Algérie : le régime, excédé, hausse le ton contre la contestation populaire

Le président algérien Abdelmadjid Tebboune a mis en garde les manifestants du mouvement prodémocratie du Hirak contre tout «dérapage», alors qu’une foule d’étudiants, d’enseignants et de sympathisants défilaient à Alger, comme chaque mardi, pour réclamer plus de libertés.

La marche, qui rassemble chaque mardi en majorité des étudiants, s’est déroulée sans incident, a constaté l’AFP.

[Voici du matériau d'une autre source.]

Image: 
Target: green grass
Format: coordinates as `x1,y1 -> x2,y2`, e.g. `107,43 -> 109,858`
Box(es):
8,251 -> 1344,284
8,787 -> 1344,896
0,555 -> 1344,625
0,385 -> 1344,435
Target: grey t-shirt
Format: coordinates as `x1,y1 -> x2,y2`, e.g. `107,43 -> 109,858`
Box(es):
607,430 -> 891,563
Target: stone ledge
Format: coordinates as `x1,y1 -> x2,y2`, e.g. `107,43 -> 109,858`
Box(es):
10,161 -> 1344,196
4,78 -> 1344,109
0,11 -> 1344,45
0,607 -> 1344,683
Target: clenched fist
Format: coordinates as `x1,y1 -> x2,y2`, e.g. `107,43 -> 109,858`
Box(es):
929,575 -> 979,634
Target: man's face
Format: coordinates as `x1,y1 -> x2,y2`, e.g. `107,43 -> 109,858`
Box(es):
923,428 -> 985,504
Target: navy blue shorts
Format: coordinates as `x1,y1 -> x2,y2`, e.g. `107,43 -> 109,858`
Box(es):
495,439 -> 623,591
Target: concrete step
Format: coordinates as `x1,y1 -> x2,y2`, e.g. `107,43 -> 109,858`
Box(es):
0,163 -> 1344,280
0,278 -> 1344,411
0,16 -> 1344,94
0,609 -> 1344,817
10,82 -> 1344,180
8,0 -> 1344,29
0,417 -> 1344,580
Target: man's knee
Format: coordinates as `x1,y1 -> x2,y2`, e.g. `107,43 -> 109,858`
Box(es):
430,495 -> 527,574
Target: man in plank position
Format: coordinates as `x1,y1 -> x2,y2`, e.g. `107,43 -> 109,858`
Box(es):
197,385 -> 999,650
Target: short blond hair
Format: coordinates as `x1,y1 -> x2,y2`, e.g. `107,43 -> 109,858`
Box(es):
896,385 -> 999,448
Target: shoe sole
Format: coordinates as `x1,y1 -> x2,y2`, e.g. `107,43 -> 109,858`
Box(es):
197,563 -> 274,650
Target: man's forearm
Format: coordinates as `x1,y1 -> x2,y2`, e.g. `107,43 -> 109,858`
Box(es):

Le président algérien a toutefois mis en garde mardi contre les «activités non innocentes» qui «tentent d’entraver le processus démocratique en Algérie», à l’issue d’une réunion du Haut conseil de sécurité (HCS).  

Tebboune a décidé d’organiser des élections législatives anticipées le 12 juin pour tenter de répondre à la grave crise politique et socio-économique qui ébranle le pays le plus peuplé du Maghreb.  

Mais les hirakistes dénoncent à chaque rassemblement un scrutin qualifié de «mascarade».   

«Libérez les détenus», ont scandé des manifestants dont les pancartes affichaient des portraits de prisonniers.

Vingt-quatre manifestants ont été écroués lundi pour « atteinte à l’unité nationale », après avoir été interpellés lors d’une marche du Hirak samedi à Alger, selon le Comité national pour la libération des détenus (CNLD).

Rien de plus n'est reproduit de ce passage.